Ray looked from the window to the closed door of his room and stiffened.

A young woman stood silently by his bureau. She wore a nurse’s uniform from when he had been a boy. The starched white clothes, the cap with its bright red cross, highlighted and helped to define the woman’s sharp features. Her lips were full, her eyes wide set and almond-shaped. Small curls of light brown hair slipped out from under her cap, and Ray knew she had a hard time keeping it in check. She had her hands in front of her, delicately small and clasped politely.

When she saw him looking at her, the young woman smiled.

It was then Ray realized he could see straight through her to the back of the door where his blue bathrobe hung.

Ray pushed himself upright and looked with surprise at the young woman.

She took a silent step further into the room.

“Who are you?” Ray asked, his voice harsh from lack of use.

“A friend,” she replied. “Just a friend, Raymond Antonio.”

The use of his name sent a chill racing through him, and Ray noticed how cold the air in the room was.

“A friend?” Ray said. “Well, what’s your name, miss?”

“Ruth,” she replied, walking closer to the foot of his bed. “Ray, I’ve come to help you.”

“I don’t need any help,” Ray snapped. “I thank you for the offer, though.”

“Oh, but you do,” Ruth said, nodding her head “You do. You just don’t realize it. You’re too close to it. So was your friend, Sullivan. He didn’t want to leave either, but you have to trust that we have your best interests at heart.”

“What are you talking about?” Ray asked, fear creeping into him. “What happened to Sully?”

“I want you to know, Ray, how I want to help you,” she said. “I helped Sullivan, even though he didn’t want it. He couldn’t see how he needed my help.”

“Sully’s dead!” Ray said angrily. “Did you kill him?”

“No,” Ruth replied. “Well, I helped to set his spirit free. His soul is at peace, now.”

“What did you do?” Ray demanded. “Tell me!”

“I merely eased his passing,” Ruth whispered said. “And do not worry, Raymond. I will help ease yours as well.”

“The hell you will!” Ray barked. “I’m not dying today, and you won’t be the one to decide.”

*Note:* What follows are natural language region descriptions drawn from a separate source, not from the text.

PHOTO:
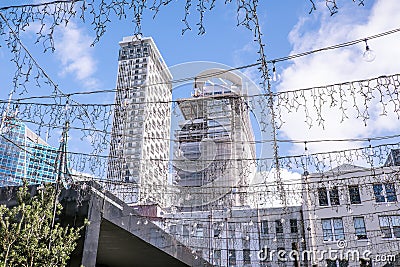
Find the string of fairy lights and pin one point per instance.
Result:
(93, 123)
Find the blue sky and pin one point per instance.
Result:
(287, 27)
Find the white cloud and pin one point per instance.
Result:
(74, 51)
(341, 65)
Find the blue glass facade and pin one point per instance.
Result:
(24, 155)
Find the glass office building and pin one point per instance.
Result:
(24, 155)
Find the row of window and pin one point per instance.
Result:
(198, 230)
(279, 226)
(383, 192)
(333, 228)
(232, 257)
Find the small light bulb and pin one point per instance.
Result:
(369, 55)
(274, 76)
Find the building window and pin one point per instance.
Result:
(365, 263)
(332, 229)
(354, 193)
(279, 227)
(199, 230)
(359, 226)
(217, 230)
(185, 230)
(217, 257)
(390, 226)
(385, 192)
(322, 196)
(293, 226)
(265, 254)
(333, 196)
(281, 254)
(231, 227)
(232, 257)
(172, 229)
(264, 227)
(246, 257)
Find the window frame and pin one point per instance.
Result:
(354, 194)
(335, 232)
(383, 194)
(329, 197)
(294, 228)
(362, 235)
(246, 256)
(264, 227)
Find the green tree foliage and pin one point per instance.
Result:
(28, 236)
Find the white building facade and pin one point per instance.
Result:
(214, 150)
(139, 153)
(352, 216)
(241, 236)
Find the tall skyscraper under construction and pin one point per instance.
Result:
(139, 152)
(24, 155)
(214, 151)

“But you will,” Ruth said. “And, more importantly, I will. I know my task, and whether you think it’s your time or not, Ray, I have decided it is.”

As she finished her short speech, Ruth headed towards the side of his bed. Ray grabbed the red call button for the nurse and tried to twist away from her. He moved too quickly and fell onto the floor. Ribs cracked loudly, and his head bounced off the old tile. Ray continued to press the button, twisting around to see where Ruth was.

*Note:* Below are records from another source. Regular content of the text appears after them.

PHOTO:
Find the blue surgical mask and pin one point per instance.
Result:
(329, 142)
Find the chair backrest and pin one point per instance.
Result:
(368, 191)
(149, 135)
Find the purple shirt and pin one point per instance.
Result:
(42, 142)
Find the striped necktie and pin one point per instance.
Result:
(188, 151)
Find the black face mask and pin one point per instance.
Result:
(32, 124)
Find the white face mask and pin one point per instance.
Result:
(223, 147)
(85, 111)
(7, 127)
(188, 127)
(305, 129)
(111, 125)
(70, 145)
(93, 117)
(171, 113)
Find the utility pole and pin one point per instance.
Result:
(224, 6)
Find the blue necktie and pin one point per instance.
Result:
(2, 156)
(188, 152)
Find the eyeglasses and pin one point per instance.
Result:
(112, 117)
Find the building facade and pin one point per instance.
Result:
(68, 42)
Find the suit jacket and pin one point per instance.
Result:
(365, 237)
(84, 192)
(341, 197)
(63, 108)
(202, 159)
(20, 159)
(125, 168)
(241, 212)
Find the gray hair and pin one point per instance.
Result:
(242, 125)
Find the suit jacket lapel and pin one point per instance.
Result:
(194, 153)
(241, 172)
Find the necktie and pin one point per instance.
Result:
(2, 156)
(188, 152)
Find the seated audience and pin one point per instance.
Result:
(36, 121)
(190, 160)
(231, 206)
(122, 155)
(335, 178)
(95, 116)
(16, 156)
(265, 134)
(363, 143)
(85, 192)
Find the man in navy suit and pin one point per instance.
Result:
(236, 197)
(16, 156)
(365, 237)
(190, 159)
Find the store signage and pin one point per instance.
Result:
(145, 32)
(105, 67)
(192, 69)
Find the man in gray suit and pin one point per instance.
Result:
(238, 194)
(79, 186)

She passed through his bed, anger flashing across her face.

“This wouldn’t have happened,” she said, her voice cold and flat, “if you had laid still.”

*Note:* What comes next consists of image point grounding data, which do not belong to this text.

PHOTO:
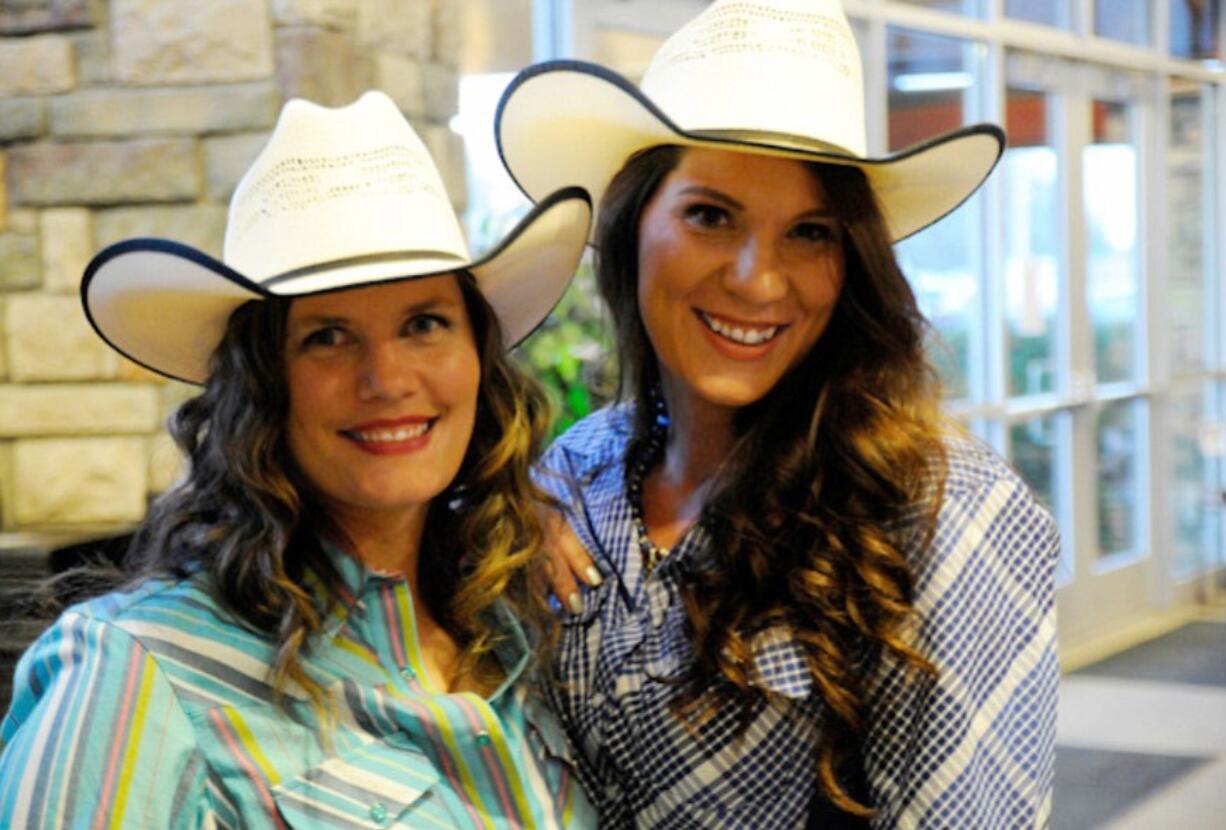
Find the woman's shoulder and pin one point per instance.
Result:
(987, 506)
(593, 440)
(972, 466)
(171, 611)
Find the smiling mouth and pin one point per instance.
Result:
(739, 334)
(390, 435)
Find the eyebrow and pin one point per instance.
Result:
(720, 196)
(407, 312)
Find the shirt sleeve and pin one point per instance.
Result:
(96, 733)
(974, 746)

The dead nurse leaned over him, reached down and thrust her hand into his chest.

Ray howled with fear and pain as she grasped his old heart and squeezed. 

Chapter 2: Brett Goes Running

The call button for room 9 went off and jerked Brett Pelletier upright, causing him to knock over his coffee cup. The tan-colored liquid splashed out onto the floor but Brett didn’t pause to clean it up. Instead, he launched himself from his chair at the nurse’s station and sprinted towards room 9 as the patient howled.

“Hey Doctor Pelletier, he probably just has to go to the bathroom,” Karen said without moving from her seat in front of the television.

Brett ignored her.

In a moment, he was at the door to the room and pushed it open. Faintly, he registered the fact that the wood was cold beneath his hand. The sight in front of him caused him to stop sharply and forget about the curiously cold door.

Sergeant Raymond Antonio, US Army, World War Two veteran, lay on the floor. The call button was in his hand, his faded pajamas loose on his thin frame. The man’s mouth was open, toothless without his dentures. His eyes were wide, back arched. Ray’s dark skin a shade too pale. And a woman was kneeling beside him.

Except she wasn’t whole.

She was more of an image than a reality. Like someone was using the room for a movie screen.

Her hands were in Raymond Antonio’s chest, a frown on her face. She looked up to Brett and nodded.

“He’s fine now, Doctor,” she said. “Better, really, than he has been in a long time. But he should have taken his medicine without complaint.”

Then she vanished, leaving Brett in the room with a corpse and an image that he couldn’t accept as real.